To qualify as world class, you need a wind speed of between 1 and 10 meters per second, according to the Global Wind Atlas – and PNG has areas above that wind speed.
“PNG’s offshore wind resource is an incredible attribute,” says Whittaker. “You have a lot of places with wind speeds over 10 meters per second, and the best offshore wind farms in Europe right now are in those 10 meters per second winds, so you have a huge resource there. -low.”
“Onshore wind is one of the cheapest forms of new generation of electricity. Period. We see onshore wind projects funded with an electricity cost of between three and six cents per kilowatt hour and that’s often the cheapest next-gen form you can get. ‘
He described other key factors that make PNG a good candidate for wind power, including:
- have a strong resource close to demand
- the fact that wind power can be built in two years so that you have a quick response to the increasing demand for energy
- it is a cost effective way to generate new electricity
- it is a reliable source of energy which is complementary to solar and hydraulic production
- It helps a country achieve its climate goals
“Looking at the onshore resource, you have a good onshore resource around Port Moresby, just to the east; but it is also prevalent in other parts of the country, especially in coastal areas, ”he says.
Fueling the future
Whittaker says wind power is growing in popularity around the world in part because it is becoming more and more affordable.
The industry is divided into “onshore” wind projects located on land and “offshore” projects which position wind turbines at sea.
Offshore is by far the best option for catching the wind, but is currently much more expensive than the onshore alternative.
“The reason wind power is growing is simple: it just becomes cheap,” says Whittaker. “Onshore wind is one of the cheapest forms of new generation of electricity. Period. We see onshore wind projects funded with an electricity cost of between three and six cents per kilowatt hour and that’s often the cheapest next-gen form you can get. ‘
The International Finance Corporation (IFC) is a big investor in wind power. It currently has a portfolio of US $ 1 billion in countries such as Pakistan, Argentina, Dominican Republic and Egypt, with a total capacity of 4.5 gigawatts. There are new technologies that make offshore projects more viable, such as the floating offshore system that attaches turbines 60 meters deep into the ocean floor.

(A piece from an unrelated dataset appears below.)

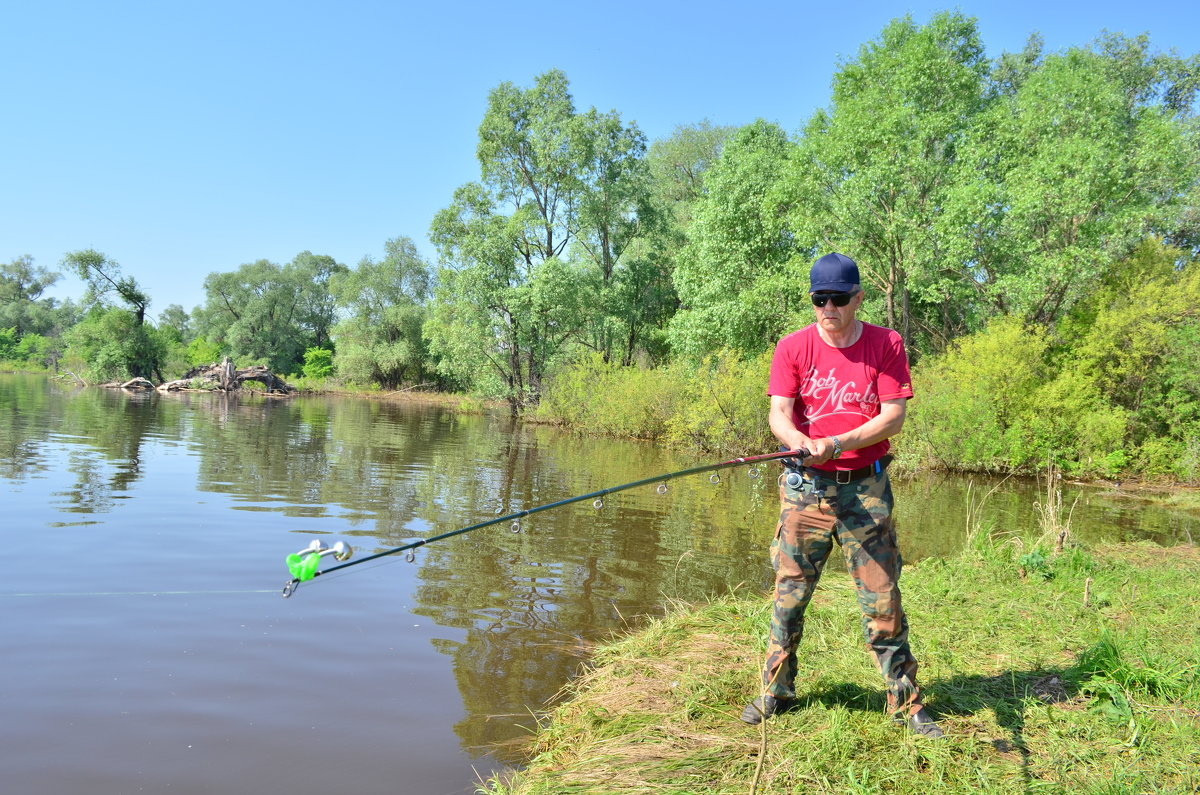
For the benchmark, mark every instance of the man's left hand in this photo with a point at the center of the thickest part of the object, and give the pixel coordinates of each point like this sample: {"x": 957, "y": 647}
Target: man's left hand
{"x": 820, "y": 452}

Whittaker believes PNG should seriously consider wind power as an energy alternative.
“Most of the projects we funded were the first [wind power] projects in these countries, ”he said. “We are financing the country’s first project to make it bankable in order to attract financing, then, once the market is operational and it is ‘derisked’, the commercial banks step in and take charge of this development. “
Whittaker warns that any wind project must be bankable with a strong regulatory framework, good technology, efficient purchasing and good transparent contracts.